9The terms of the collective agreement are being challenged in this case, insofar as they refer to persons with handicaps in the position of the complainant and, normally, both parties to the collective agreement would be responding parties to provide a complete legal scenario. Both parties in this case were respondents, initially, and both parties have a duty to avoid discrimination. (Thornton, supra, para. 45; O.P.E.I.U., Local 267 v. Domtar Inc. (1990), 1990 CanLII 12500 (ON HRT), 12 C.H.R.R. D/161 (Ont.Bd.Inq.) para. 73; conf'd (1992), 1992 CanLII 7512 (ON CTGD), 16 C.H.R.R. D/479 (Ont.Div.Ct.) paras. 22-23). It has been held that an "employer cannot escape responsibility for ensuring a fair employment environment, both in fact and in law". (Thornton, supra, para. 50).

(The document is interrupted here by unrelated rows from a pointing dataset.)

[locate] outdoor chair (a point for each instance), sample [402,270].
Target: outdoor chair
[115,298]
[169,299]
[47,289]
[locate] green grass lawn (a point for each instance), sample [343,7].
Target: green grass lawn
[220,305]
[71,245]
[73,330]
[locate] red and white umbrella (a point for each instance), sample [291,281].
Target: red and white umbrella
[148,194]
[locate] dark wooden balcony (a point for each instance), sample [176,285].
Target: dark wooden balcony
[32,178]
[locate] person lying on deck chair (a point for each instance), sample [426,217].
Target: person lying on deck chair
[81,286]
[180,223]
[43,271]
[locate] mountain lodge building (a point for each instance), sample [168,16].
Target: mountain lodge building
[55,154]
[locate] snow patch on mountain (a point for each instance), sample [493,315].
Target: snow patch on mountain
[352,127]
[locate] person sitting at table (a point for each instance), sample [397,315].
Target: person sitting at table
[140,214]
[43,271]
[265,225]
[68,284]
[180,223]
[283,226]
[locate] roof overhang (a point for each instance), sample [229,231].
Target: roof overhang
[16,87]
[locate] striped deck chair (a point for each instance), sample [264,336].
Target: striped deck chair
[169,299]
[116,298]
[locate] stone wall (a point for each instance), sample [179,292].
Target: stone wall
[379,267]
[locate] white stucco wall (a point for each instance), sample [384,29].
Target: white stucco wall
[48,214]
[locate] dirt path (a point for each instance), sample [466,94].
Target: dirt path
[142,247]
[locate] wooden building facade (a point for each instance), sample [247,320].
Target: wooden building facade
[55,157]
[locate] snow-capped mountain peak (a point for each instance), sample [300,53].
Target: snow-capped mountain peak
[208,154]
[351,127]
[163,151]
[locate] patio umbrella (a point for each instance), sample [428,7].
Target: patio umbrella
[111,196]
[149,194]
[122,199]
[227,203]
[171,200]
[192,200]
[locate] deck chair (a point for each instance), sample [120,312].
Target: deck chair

10The Union also argues that there are conceivable circumstances where the Union might wish to claim over against the TTC and that, therefore, they require that the TTC be a party. The Union also argues that at the end of the hearing, there may be grounds for an award, jointly and severally, against the Union and the TTC, and this can only be effective if the TTC is a party.
DECISION
11The question of joint and several liability does not arise. These proceedings are adversarial and both the TTC and the Commission and Mr. Bubb-Clarke agree that no joint and several remedies or awards will be asked for. Further, the Union has not alleged any facts that would entitle them either to indemnity or contribution from the TTC and these proceedings are some five years old and there has been ample opportunity in the pleadings to make any such allegations.
12One factor that distinguishes this case from the Thornton case is that, in this case, the TTC, the Commission and the Complainant, object to the TTC being added. In Thornton, the complainant did not object to adding the employer. In my view, there is also an important policy consideration. The TTC has settled to the limit of its ability to settle. This type of settlement, approved by the Commission and accepted by Mr. Bubb-Clarke, should be encouraged. If the Union were successful in adding the TTC, the settlement would have little, if any, effect.
13While it is conceivable that at the end of the day there could be a decision against the TTC that would be unenforceable because the TTC is not a party, this should not be a concern of the Union. The Commission and the Complainant have agreed that no such claim will be made and so far as the Union is concerned, this does not prejudice them. Accordingly, the motion to add the TTC as a party is dismissed.
Dated at Toronto, this 19th day of December 2001.
"Alvin B. Rosenberg"
The Honourable Alvin B. Rosenberg, Q.C. Member
Ed. Note: Appendix 1 not reproduced here.